長い列だなぁと思っていたけれど思ったよりも早く進んでいき、あっさりとカウンターの前までやって来た。
デカい男2人が真剣にマフィンを選ぶ姿は相当な違和感があった。
後ろの若い女の子たちがクスクス笑っている声がガッツリ聞こえてくる。
この男たちと一緒に並んでた私までちょっぴり恥ずかしい思いをしてしまった。
「椿ちゃん、何にする?」
「私はなんでもいいです」
「おいおい、本気で選べよ」
三上くんの問いかけを適当に流しち私を怒る真山。
なんとも言えない空気感に吹き出しそうになっていると、ギロッと真山に睨まれた。
けっこう大きめのマフィンを2つ(チョコチップとメープルキャラメル)、三上くんと真山に買ってもらった。
真山だけは納得してない顔をしてたけども。
「マフィン、ありがとうございました〜。
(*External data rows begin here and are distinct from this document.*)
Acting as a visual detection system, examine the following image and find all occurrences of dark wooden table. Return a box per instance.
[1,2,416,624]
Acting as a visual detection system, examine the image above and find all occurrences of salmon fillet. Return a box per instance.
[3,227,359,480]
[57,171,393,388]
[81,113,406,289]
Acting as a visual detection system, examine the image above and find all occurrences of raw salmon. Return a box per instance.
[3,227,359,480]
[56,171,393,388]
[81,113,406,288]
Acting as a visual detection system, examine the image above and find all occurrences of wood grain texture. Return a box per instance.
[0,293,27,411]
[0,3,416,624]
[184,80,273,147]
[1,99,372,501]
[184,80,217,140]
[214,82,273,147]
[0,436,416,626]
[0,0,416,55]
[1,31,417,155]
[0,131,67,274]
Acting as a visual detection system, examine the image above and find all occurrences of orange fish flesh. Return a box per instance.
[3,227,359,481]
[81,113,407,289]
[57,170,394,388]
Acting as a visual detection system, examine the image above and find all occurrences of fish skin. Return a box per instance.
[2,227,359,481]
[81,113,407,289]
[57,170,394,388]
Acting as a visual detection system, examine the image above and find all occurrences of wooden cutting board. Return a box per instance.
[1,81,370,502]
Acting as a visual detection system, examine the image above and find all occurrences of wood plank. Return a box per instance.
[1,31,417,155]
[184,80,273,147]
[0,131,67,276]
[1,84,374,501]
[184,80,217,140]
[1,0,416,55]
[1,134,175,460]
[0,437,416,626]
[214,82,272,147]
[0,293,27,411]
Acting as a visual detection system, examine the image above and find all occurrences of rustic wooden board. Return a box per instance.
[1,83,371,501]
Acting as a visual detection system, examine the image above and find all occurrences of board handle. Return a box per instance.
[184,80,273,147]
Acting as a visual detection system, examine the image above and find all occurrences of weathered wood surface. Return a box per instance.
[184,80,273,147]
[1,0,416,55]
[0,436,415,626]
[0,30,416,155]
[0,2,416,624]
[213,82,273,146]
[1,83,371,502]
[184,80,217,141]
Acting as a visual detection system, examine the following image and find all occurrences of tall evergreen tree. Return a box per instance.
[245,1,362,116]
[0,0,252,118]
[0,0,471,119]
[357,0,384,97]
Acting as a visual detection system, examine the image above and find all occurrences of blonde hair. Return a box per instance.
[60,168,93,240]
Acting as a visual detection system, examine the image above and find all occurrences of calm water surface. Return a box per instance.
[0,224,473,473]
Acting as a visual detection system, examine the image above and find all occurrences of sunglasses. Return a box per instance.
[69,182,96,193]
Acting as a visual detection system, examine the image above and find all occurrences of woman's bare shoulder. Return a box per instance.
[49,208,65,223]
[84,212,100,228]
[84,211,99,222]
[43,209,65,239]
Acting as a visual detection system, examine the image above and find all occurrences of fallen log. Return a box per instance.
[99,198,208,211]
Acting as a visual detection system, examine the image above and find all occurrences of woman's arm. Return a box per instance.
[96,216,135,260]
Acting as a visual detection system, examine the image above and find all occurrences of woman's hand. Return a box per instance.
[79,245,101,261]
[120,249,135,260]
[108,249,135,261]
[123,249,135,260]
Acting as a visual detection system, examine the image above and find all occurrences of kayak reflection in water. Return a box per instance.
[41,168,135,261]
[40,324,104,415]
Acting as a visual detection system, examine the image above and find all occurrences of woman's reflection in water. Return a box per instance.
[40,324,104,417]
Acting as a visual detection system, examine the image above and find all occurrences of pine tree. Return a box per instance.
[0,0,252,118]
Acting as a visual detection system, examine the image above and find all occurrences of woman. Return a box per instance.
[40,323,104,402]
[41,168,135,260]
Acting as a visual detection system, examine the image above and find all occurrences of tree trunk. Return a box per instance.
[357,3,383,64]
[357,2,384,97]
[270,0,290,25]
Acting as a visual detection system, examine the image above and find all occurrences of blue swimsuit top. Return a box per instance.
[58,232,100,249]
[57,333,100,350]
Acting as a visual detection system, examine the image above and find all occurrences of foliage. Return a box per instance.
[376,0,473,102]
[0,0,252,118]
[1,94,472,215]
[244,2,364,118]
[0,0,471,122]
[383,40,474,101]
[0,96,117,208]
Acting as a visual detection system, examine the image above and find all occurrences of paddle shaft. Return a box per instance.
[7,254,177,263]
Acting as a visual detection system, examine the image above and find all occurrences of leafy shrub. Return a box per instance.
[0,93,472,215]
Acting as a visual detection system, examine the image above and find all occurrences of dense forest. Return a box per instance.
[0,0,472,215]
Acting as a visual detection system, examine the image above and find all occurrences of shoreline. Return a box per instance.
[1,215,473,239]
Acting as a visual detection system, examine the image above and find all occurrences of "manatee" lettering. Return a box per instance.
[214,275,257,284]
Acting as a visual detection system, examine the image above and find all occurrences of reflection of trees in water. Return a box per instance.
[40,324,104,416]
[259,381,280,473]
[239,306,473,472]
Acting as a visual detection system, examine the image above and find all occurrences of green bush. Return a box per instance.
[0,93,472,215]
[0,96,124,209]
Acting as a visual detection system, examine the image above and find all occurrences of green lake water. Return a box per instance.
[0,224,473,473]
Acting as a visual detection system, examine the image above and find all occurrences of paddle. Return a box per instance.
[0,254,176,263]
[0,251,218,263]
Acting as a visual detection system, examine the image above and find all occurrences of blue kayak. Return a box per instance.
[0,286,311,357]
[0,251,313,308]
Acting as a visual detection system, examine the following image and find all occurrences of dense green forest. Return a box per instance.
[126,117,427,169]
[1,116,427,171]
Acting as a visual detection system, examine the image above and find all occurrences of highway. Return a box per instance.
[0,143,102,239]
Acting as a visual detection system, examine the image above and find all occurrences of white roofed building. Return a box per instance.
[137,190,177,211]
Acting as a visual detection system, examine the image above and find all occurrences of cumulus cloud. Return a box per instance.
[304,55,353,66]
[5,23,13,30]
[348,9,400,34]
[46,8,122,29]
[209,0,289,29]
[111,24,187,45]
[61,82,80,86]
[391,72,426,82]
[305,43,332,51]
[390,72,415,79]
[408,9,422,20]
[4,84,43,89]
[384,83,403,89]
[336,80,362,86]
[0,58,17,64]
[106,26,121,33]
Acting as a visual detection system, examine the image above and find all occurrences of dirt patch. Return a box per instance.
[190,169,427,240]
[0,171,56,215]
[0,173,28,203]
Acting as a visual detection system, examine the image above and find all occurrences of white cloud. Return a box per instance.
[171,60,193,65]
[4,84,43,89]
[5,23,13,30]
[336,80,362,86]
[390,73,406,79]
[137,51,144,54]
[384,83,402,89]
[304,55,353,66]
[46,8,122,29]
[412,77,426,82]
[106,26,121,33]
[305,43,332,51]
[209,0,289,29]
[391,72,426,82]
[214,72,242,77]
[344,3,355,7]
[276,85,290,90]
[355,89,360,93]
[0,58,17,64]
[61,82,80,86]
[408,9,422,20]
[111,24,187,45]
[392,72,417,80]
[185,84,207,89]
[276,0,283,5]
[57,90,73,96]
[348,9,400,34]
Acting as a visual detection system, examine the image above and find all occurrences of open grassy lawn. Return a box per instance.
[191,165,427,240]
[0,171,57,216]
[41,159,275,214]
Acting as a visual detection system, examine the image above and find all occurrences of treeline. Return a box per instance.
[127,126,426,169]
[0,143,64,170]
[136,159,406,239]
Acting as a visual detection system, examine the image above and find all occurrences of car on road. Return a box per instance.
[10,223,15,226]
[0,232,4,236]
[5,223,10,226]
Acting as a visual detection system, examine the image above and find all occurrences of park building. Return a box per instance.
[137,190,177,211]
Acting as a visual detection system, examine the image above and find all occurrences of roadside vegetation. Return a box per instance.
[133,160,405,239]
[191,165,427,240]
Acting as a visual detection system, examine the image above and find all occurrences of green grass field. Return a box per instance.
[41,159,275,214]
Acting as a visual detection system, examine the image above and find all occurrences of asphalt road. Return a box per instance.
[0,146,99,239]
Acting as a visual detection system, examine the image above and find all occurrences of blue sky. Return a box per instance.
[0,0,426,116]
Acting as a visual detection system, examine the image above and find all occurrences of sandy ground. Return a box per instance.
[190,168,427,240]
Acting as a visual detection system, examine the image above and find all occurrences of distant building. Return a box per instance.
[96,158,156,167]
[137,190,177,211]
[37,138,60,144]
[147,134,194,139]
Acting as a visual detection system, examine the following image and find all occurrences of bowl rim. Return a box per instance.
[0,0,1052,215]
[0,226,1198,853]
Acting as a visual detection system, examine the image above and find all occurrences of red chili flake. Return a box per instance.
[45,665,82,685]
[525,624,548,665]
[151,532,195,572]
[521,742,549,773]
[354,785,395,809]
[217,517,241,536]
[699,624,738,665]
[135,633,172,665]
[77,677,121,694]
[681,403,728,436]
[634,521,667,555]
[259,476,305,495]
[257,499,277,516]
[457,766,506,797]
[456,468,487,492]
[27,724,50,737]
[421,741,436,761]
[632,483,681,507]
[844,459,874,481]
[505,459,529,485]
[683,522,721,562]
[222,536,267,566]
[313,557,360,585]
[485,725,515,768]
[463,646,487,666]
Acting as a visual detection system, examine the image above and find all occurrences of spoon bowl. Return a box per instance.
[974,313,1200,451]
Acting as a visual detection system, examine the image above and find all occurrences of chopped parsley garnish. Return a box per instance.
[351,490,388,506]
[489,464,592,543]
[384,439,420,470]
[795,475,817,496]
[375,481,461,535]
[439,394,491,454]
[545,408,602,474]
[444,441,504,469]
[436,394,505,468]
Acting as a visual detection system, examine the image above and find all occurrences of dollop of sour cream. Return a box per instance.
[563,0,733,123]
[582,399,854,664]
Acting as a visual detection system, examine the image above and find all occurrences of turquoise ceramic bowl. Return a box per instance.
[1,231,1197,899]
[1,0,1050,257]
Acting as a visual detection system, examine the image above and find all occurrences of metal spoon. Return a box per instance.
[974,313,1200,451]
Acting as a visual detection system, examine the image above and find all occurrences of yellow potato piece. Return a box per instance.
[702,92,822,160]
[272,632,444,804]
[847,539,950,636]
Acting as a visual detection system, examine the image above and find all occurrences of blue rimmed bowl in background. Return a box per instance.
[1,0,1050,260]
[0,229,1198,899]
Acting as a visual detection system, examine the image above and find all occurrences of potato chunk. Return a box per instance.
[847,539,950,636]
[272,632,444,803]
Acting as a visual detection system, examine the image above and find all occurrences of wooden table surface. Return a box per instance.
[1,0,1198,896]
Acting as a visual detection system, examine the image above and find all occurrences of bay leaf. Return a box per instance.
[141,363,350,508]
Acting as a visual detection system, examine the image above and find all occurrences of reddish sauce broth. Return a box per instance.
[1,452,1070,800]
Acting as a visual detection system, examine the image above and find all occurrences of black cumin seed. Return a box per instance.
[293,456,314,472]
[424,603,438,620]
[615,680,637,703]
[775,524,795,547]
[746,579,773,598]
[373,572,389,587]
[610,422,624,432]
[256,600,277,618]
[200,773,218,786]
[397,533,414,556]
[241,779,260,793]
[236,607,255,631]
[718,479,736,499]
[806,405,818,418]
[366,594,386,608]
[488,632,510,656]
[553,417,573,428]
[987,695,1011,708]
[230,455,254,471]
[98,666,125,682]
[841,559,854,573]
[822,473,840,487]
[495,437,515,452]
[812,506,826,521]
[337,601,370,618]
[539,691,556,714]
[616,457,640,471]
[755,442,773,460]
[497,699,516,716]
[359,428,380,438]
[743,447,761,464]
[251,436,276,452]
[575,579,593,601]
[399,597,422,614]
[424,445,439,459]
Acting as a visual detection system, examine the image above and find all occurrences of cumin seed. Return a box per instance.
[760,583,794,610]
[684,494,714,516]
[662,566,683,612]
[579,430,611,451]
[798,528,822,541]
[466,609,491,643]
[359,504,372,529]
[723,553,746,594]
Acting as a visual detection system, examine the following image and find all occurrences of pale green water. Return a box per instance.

ということで、私はこれで……」
紙袋を掲げて深々と頭を下げて、お礼も伝えた。
風のようにその場を立ち去りたかったのに、またもや真山に腕を掴まれた。
もう、なんなの一体。お願いだから勘弁して。
振り向くと、真山はグイッと親指でそばにあったベンチを指差す。
「出来立て食わなくてどうする。行くぞ」
「は!?い、いいですっ!冷めたのが好きなんですっ!帰りますっ」
「店内のポップ見なかったのか。出来立てが一番美味しいって書いてあっただろう」
「ひいぃぃぃ」
並々ならぬマフィンへの愛情を武器に、私は三度捕らえられて強制的にベンチに座らされる。
両隣に真山と三上くんがドカッと腰を下ろす。
「僕、自販機でお茶でも買ってくるね」
と、思い出したように三上くんが立ち上がり、少し離れたところにある自販機へと向かった。
私と真山は2人きりになってしまった。